Based on a suggestion from @shodanshok, what if I do a
dd onto the SSD after I have "fixed" it by doing a
blkdiscard then zeroed with
$ sudo blkdiscard /dev/nvme0n1 $ sudo dd if=/dev/zero of=/dev/nvme0n1 bs=1M status=progress oflag=direct $ sudo ./diskplorer.py --device=/dev/nvme0n1 --filesize=256G
This is an interesting result, and confirms my belief that XFS is not to blame here. Just by filling the SSD with zeroes, read latency and throughput have both significantly deteriorated. So it must be the SSD itself has some optimized read path for unallocated sectors.

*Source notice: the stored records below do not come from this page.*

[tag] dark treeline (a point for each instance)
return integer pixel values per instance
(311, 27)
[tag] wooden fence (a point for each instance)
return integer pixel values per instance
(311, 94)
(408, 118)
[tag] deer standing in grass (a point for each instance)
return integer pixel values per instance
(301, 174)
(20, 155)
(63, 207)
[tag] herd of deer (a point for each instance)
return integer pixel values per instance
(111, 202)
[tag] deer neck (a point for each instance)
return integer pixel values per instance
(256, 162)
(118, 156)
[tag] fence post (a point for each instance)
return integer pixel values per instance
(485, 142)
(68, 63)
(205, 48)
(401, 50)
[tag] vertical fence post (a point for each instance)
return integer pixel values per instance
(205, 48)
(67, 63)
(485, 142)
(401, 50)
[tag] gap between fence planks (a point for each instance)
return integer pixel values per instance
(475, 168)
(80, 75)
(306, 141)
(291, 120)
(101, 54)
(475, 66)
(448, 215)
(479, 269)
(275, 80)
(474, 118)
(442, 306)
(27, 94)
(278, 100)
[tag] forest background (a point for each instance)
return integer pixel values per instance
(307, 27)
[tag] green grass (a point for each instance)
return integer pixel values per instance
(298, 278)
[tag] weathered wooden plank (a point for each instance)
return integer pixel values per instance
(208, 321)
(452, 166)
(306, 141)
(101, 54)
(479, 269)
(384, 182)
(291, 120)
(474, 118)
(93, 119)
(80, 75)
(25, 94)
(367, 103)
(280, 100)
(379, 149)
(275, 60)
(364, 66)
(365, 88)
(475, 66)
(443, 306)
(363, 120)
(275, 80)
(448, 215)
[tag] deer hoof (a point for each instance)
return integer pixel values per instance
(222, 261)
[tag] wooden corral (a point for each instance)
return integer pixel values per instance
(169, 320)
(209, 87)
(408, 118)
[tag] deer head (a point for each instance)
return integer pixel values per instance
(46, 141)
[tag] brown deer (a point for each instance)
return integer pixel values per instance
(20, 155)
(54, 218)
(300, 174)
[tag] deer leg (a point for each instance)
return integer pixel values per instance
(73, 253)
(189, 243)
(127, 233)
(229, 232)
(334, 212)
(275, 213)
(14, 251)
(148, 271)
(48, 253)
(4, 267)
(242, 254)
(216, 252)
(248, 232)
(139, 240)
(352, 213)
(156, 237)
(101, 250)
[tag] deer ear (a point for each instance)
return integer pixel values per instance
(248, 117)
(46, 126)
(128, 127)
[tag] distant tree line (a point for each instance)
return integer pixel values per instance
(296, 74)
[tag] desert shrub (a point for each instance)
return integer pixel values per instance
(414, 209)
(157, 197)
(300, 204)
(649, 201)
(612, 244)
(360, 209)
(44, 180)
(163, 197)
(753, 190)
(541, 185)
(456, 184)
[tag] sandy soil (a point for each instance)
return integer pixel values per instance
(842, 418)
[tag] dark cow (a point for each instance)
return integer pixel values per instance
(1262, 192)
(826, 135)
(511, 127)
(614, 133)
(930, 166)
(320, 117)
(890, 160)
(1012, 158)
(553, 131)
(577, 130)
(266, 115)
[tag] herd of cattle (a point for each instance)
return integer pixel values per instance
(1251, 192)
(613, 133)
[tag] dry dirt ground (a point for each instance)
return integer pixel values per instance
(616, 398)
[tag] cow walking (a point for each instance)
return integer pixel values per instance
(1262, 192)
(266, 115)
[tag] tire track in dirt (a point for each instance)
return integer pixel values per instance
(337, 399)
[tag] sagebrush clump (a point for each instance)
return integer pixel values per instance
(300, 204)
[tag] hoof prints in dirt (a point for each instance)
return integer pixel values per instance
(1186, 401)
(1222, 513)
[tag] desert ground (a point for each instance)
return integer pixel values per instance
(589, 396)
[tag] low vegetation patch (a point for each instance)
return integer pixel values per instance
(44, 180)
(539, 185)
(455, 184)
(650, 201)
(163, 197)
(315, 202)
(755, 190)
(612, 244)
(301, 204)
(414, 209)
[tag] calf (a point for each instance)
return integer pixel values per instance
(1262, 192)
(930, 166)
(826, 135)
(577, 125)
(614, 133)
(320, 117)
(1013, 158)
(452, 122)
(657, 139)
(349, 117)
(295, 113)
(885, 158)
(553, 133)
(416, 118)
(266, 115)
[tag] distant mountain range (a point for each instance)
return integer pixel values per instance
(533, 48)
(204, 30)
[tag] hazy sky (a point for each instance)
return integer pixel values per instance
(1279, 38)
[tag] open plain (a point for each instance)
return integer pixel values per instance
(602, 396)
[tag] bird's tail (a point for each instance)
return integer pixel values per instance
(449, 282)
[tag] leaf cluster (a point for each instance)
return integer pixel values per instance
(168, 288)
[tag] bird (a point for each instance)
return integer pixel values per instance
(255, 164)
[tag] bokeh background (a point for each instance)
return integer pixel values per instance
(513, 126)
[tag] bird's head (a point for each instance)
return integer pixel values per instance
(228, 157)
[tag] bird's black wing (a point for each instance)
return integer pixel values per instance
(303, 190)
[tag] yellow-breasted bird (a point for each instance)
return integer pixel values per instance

Clearly XFS isn't killing my SSD, and if it were,
blkdiscard isn't magically restoring it. I emphasize again these benchmarks are all read benchmarks, so issues with write journaling, write amplification, wear leveling, etc are not applicable.
My theory is that this SSD and perhaps SSDs in general have an optimization in the read path, which detects a read of an unallocated region of the disk and executes a highly optimized code path that sends all zeros back over the PCIe bus.
My question is, does anyone know if that is correct? If so, are benchmarks of new SSDs without filesystems generally suspect, and is this documented anywhere? If this is not correct, does anyone have any other explanation for these bizarre results?